I’m sure you know the kind of thing I’m talking about: anything from markets or trees to pastries and chocolates or the words of traditional songs, even carols. We’ve seen a few such tales this year already.

Christmas, we’re told, is being rebranded, erased even – or, more specifically, the Christ part. And, they imply, it is all part of the same thing: an unease with or outright hostility to our great British festive traditions; an attack on our culture itself.

The message is loud and clear: we all apparently have to get very angry.

If you’ve felt a flicker of unease reading those stories, that’s understandable, but it’s worth noticing what they are built to do. Whether exaggerated, distorted, or occasionally fabricated, they are designed to make us quick to anger and slow to think.

Outrage travels fast online; it is profitable for clicks and can be weaponised for political agendas – sometimes even international political agendas – but it corrodes our common life.

These stories don’t just appear out of nowhere. There seem to be people scouring the internet and going through the websites of shops, councils, schools and universities or local news sites in search of something, anything, to show that Christmas is supposedly being taken away.

Keir Starmer turns on the Christmas tree lights outside 10 Downing Street
Keir Starmer turns on the Christmas tree lights outside 10 Downing Street (Lauren Hurley/No 10 Downing Street)

When you look closer – or sometimes even when you scroll past the first few paragraphs – it soon becomes clear that the central claim is just not true. Some, especially online, are entirely fake; at other times, the facts have been distorted beyond all credibility. Of course, these stories can travel around the world faster than most people can check them.

And while they focus on something different each time, at heart it’s usually the same tale: that some “other” out there wants to erase the traditional idea of Christmas. Sometimes it is said to be a shadowy yet somehow ubiquitous “woke” elite; sometimes minorities, and often people of other faiths.

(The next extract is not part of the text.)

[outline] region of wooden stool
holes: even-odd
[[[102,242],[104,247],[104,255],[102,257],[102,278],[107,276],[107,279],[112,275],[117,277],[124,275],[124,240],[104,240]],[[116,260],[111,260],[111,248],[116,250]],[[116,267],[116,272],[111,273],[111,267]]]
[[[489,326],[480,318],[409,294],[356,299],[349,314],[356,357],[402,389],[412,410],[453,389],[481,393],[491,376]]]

The people behind these stories are not doing this to share the message of Christmas – of joy and love – but to spread division.

And, for all the talk of defending the Christian essence of Christmas, they are doing the very opposite: reducing the majesty and mystery of the birth of Jesus, God coming to live among us, to silly stories about the labelling of consumer products.

It is no coincidence that this year’s Oxford English Dictionary word of the year is “rage bait”, which it defines as “online content deliberately designed to elicit anger”.

Of course, spreading anger and division can be a year-round pursuit. But there is something especially offensive about appropriating this great Christian festival of light triumphing over darkness as a prop in a dim culture war.

Instead, we need to look higher.

Christmas is one moment in the year when, even in our more secular society, the powerful message of love, of God coming and living among us as one of us, cuts through. So, let’s look up towards the angels proclaiming peace on Earth and goodwill to all, rather than scroll down in the comments. Maybe we might have a Christmas ceasefire in the battles which threaten to tear us apart. And maybe it could last beyond Christmas by reminding us as a society what it means to come together.